The 1928 code of criminal procedure required the opening statement of the prosecutor to explain "the nature of the charge and the evidence by which he expects to establish the same." La.R.S. 15:333 (1950). The jurisprudential interpretations of this enactment required the prosecutor to specify the fact and the type of confession or inculpatory statement the prosecutor intended to rely upon. State v. Stahl, 236 La. 362, 107 So.2d 650 (1959); State v. Jones, 230 La. 356, 88 So.2d 655 (1956); Official Revision Comment (b), La.C.Cr.P. art. 769 (1966).

The purpose of this requirement was to force a disclosure of this aspect of the state's case "in fairness to permit the defendant to adequately present his defense and avoid being taken by surprise." State v. Jones, cited above, at 88 So.2d 658. See also: State v. Ward, 187 La. 585, 175 So. 69 (1937); State v. Silsby, 176 La. 727, 146 So. 684 (1933); State v. Ducre, 173 La. 438, 137 So. 745 (1931). Thus, if the prosecutor failed to describe the confession or statement in his opening argument, he could not use the statement even in cross-examination of the defendant if the latter took the stand. State v. Ward, cited above (reversing a conviction on that account).

The jurisprudential strictness in this regard had several undesirable consequences, see Official Revision Comments (b) and (c)(2), Article 769: Even if the failure to announce the confession was inadvertent and not really prejudicial, the conviction was reversed. Again, the announcement of the prosecutor that he was going to introduce a confession or inculpatory statement tended to prejudice the jury against the defendant before a word of evidence was heard.
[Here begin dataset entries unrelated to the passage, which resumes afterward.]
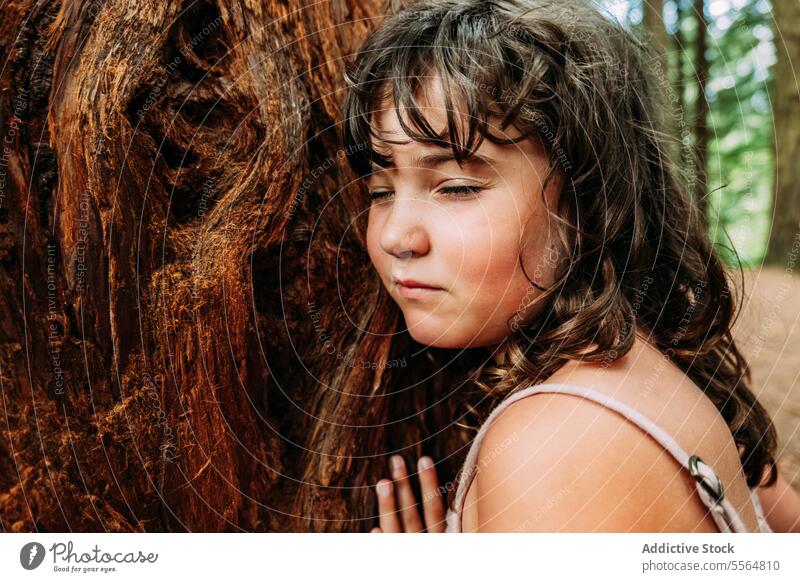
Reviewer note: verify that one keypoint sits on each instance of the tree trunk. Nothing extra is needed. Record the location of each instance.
(176, 336)
(701, 133)
(653, 21)
(682, 122)
(783, 239)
On the other hand, if the confession was described in the opening statement but later not admitted into evidence, a reversal was required, see State v. Cannon, 184 La. 514, 166 So. 485 (1936).

The new approach of the 1966 code was designed to end these undesirable consequences of the former practice. The state was prohibited from adverting in any way in the opening statement to a confession or inculpatory statement by the defendant. Article 766. Instead, it was required to advise the defendant in writing prior to the state's opening statement of an intent to use this type of evidence, with a failure to do so making (as formerly) the confession or statement inadmissible in evidence. Article 768.

The undoubted intent, as in the pre-1966 jurisprudence cited above, was to afford the defendant full notice of the state's intent to prove its case insofar as the intended introduction of confessions or inculpatory statements.